Nonmarket Financing
The net asset value balance sheet requires that all assets and liabilities be marked to their fair market values. Any loans that carry terms different from what is available in the market at the date of value will be worth more (or less) than their remaining balances.
The adjustment process is the same as adjusting a sale transaction that includes financing, as described in The Appraisal of Real Estate, 15th ed. Chicago: Appraisal Institute, 2020, pp. 380–382. The calculation is fairly simple: discount actual debt service over a term and a reversionary balance* at the end of the term back to present value using the current loan interest rate. The loan liability’s fair market value will be reduced if the market rate exceeds the actual loan interest rate.**
* | You can take advantage of PVX’s internal amortization for this purpose by using the year 10 loan balance from the User Valuation Summary (before adjusting the current balance). |
** | The process could also work in the other direction—with current loan rates lower than the actual loan—but higher-rate loans are often refinanced, making the problem short-lived. That is, unless the actual loan has onerous prepayment penalties that would discourage refinancing. A balloon payment due in the near term could create other problems if refinancing the balance would be difficult or impossible, which could, in turn, lead to an early property sale and a reduced restriction period estimate. |
The simple calculation becomes less so if we think about the duration of the loan’s nonmarket status. Do market participants (in this case borrowers generally) expect interest rates to remain at their date-of-value levels for many years, or is the rate increase transient? If long-lived, then the recommended calculation is probably correct. If short-lived, then the effect on value could be overstated. A fairly simple solution would be for your side calculation to use different interest rates to discount each year’s debt service to present, then change those rates to reflect your estimate of how the market thinks about the future. Will it be back to the current rate in 10 years? Or stay high for even longer? The advantage will be reduced anyway if the loan is amortizing, since a higher rate’s effect on a smaller balance is reduced. So perhaps it’s best to reduce the rate faster to compensate a little?

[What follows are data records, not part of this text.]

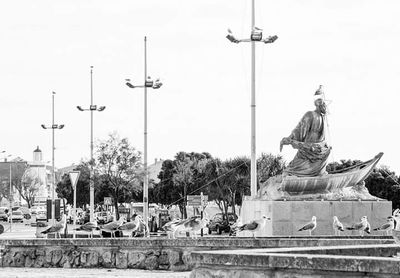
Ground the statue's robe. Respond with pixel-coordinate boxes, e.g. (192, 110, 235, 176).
(284, 110, 331, 177)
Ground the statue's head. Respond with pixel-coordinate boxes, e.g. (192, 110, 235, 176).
(314, 98, 327, 115)
(314, 85, 327, 115)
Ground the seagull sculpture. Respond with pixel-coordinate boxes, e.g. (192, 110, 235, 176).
(40, 214, 67, 239)
(346, 216, 369, 236)
(235, 215, 270, 238)
(373, 217, 395, 235)
(298, 216, 317, 236)
(74, 221, 98, 238)
(99, 217, 125, 238)
(332, 216, 344, 236)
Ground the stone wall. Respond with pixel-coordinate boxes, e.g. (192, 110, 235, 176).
(0, 237, 393, 270)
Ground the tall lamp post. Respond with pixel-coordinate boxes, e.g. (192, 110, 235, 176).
(77, 66, 106, 222)
(125, 36, 163, 233)
(226, 0, 278, 198)
(2, 153, 12, 231)
(41, 91, 65, 224)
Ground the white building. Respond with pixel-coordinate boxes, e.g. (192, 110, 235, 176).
(25, 146, 58, 206)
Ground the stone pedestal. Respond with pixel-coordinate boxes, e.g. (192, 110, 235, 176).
(239, 199, 392, 236)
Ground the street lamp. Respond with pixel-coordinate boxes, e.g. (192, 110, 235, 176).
(77, 66, 106, 222)
(41, 91, 65, 224)
(226, 0, 278, 198)
(125, 36, 162, 234)
(1, 153, 12, 231)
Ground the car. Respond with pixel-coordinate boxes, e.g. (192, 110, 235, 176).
(30, 206, 39, 215)
(207, 212, 237, 234)
(95, 211, 112, 224)
(36, 210, 47, 222)
(10, 210, 24, 223)
(0, 207, 9, 221)
(19, 207, 32, 220)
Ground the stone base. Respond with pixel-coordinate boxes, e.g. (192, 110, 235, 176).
(240, 199, 392, 236)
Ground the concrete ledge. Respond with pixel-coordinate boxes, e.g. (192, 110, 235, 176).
(190, 244, 400, 277)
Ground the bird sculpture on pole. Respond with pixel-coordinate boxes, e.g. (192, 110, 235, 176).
(74, 221, 98, 238)
(298, 216, 317, 236)
(234, 215, 270, 238)
(40, 214, 67, 239)
(332, 216, 344, 236)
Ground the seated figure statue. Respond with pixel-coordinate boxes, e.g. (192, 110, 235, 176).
(280, 89, 331, 177)
(258, 86, 382, 201)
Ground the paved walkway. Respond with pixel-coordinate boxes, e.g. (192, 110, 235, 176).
(0, 268, 191, 278)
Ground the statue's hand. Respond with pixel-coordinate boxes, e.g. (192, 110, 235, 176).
(280, 137, 290, 152)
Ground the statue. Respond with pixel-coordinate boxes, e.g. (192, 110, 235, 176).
(280, 86, 331, 177)
(258, 86, 383, 201)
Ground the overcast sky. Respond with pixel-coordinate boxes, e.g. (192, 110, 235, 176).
(1, 0, 399, 174)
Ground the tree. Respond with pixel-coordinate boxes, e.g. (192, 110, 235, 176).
(206, 153, 285, 220)
(257, 153, 286, 184)
(95, 132, 143, 220)
(0, 162, 26, 203)
(365, 166, 400, 208)
(151, 152, 211, 218)
(206, 158, 236, 219)
(16, 172, 41, 208)
(56, 161, 91, 209)
(9, 162, 32, 207)
(150, 159, 179, 206)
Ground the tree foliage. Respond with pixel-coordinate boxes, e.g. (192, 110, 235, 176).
(56, 161, 90, 208)
(206, 153, 285, 220)
(151, 152, 211, 218)
(95, 132, 143, 219)
(0, 162, 27, 203)
(17, 171, 41, 208)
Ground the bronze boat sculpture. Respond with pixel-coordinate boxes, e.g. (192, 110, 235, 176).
(259, 152, 383, 201)
(259, 87, 382, 201)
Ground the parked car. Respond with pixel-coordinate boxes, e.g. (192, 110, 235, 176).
(10, 210, 24, 223)
(36, 210, 47, 222)
(95, 211, 113, 224)
(0, 207, 9, 221)
(30, 206, 38, 215)
(207, 213, 237, 234)
(19, 207, 31, 220)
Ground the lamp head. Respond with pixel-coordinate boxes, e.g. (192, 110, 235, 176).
(76, 106, 84, 111)
(152, 80, 163, 89)
(264, 35, 278, 44)
(58, 124, 65, 129)
(226, 33, 240, 43)
(41, 124, 47, 129)
(126, 82, 135, 89)
(98, 106, 106, 111)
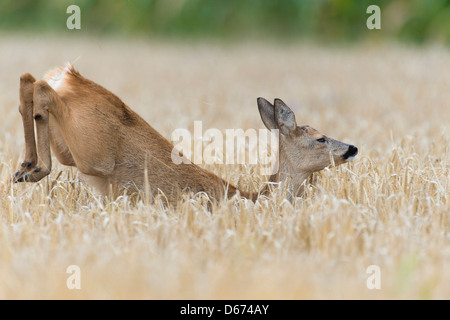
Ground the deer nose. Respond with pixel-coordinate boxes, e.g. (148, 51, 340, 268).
(343, 145, 358, 160)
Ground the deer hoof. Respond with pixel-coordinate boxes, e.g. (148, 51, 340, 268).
(21, 161, 33, 168)
(13, 170, 29, 183)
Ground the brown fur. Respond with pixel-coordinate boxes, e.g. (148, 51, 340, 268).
(14, 64, 357, 204)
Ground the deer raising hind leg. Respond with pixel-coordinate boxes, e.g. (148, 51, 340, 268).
(14, 64, 240, 202)
(14, 64, 358, 203)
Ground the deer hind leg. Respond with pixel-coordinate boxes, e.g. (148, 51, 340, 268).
(15, 80, 59, 182)
(14, 73, 38, 182)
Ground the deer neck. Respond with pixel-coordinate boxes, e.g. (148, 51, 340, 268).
(262, 144, 311, 199)
(231, 142, 311, 201)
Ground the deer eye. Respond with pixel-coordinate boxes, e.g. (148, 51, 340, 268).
(316, 138, 326, 143)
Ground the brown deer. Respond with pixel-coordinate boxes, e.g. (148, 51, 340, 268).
(14, 64, 358, 203)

Interest rates are a heavily-reported obsession, but predicting future rates is hugely speculative. Ideally, the market’s view of a low-interest financing benefit would be discoverable, which might be done if we were adjusting a single comparable transaction (ask buyer/seller/broker). But making that determination for the subject partnership will be speculative indeed. Still, something must be done, as ignoring the advantage is unrealistic.
The simple solution is to make a side calculation of the advantage, then reduce the current loan balance by that amount. Changing each year’s interest rate in that side calculation might be a reasonable refinement so long as a return to the original rate has decent support. Other refinements are possible, but this approach should be a good enough approximation for something that is unknowable in the first place.